Inspiration
When we arrived to Georgia, we had an interesting problem. There were a lot of instances where we needed to know something and wanted to ask about it but the efforts were mostly futile since most people didn't understand us. Also, most of these questions could easily be answered if we had an access to the Internet, but since we were in another country and data roaming is crazy expensive, that was not an option. It'd be really great if we could find a way to get the info we need by sending text messages in the absence of the Internet.
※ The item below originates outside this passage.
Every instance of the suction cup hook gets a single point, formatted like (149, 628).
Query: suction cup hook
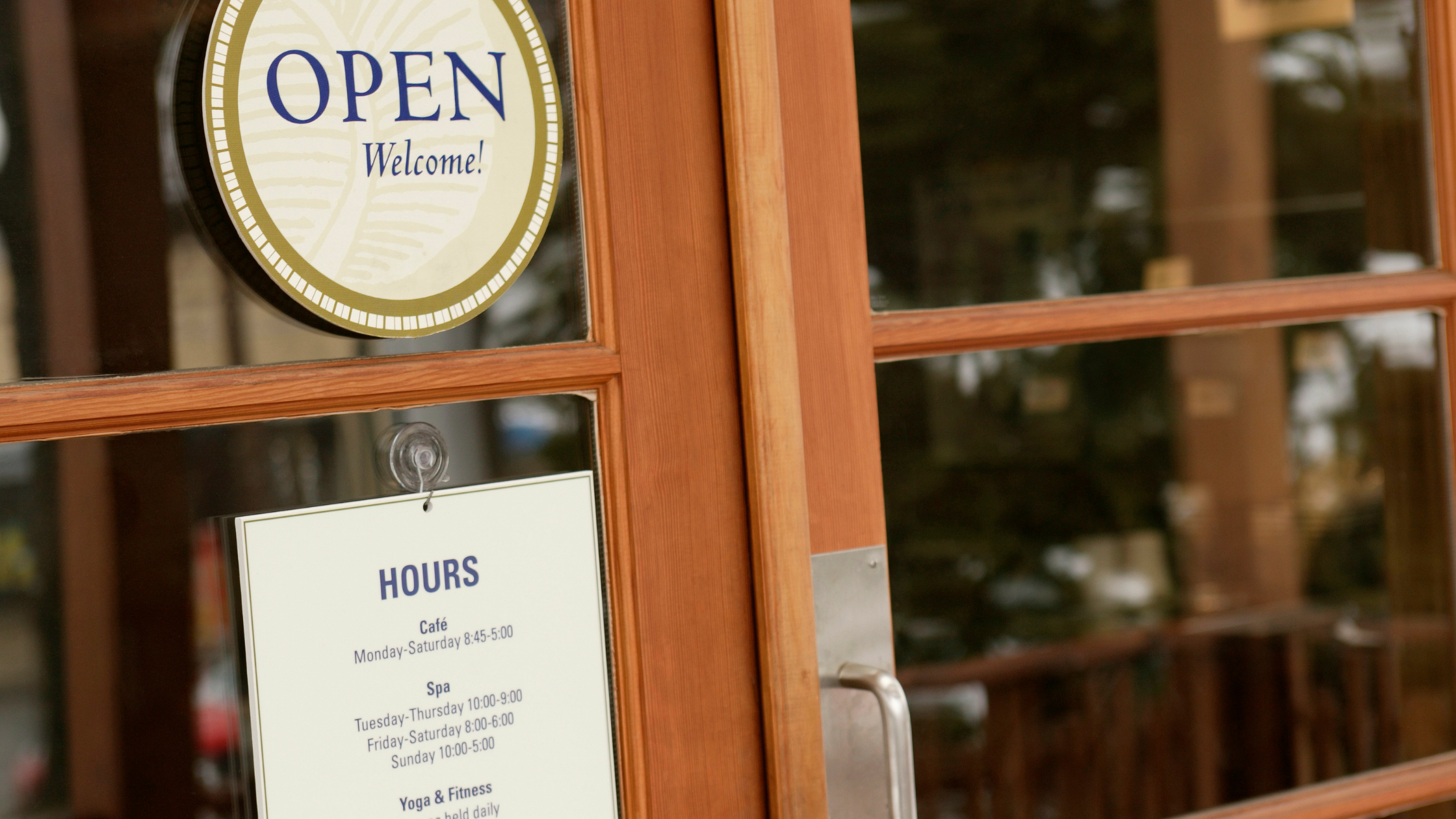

So, we decided to create Hext to address exactly this situation: To help people get answers/tips/etc. from the Internet when they don't have access to it.
What it does
It allows you to send your question as a sms message to a given number and posts the question on our Twitter account as well as our web application. Any user on Twitter or on our web application can send a reply as a Twitter response or as an answer on the web app, and the response is sent as an sms to the asker.
How we built it
We built it using Ruby on Rails framework with Twilio integration for sending and receiving text messages. We use oauth for the twitter integration for login and responses. We use Heroku for speeding our deployment. We also experimented with Otto (successor to Vagrant) for speeding our devops and Amazon Web Services for deployment purposes.
Challenges we ran into
Understanding Twilio and how it works. Setting up AWS and Twitter social auth.
What I learned
Omniauth errors are elusive and the stack traces hard to comprehend.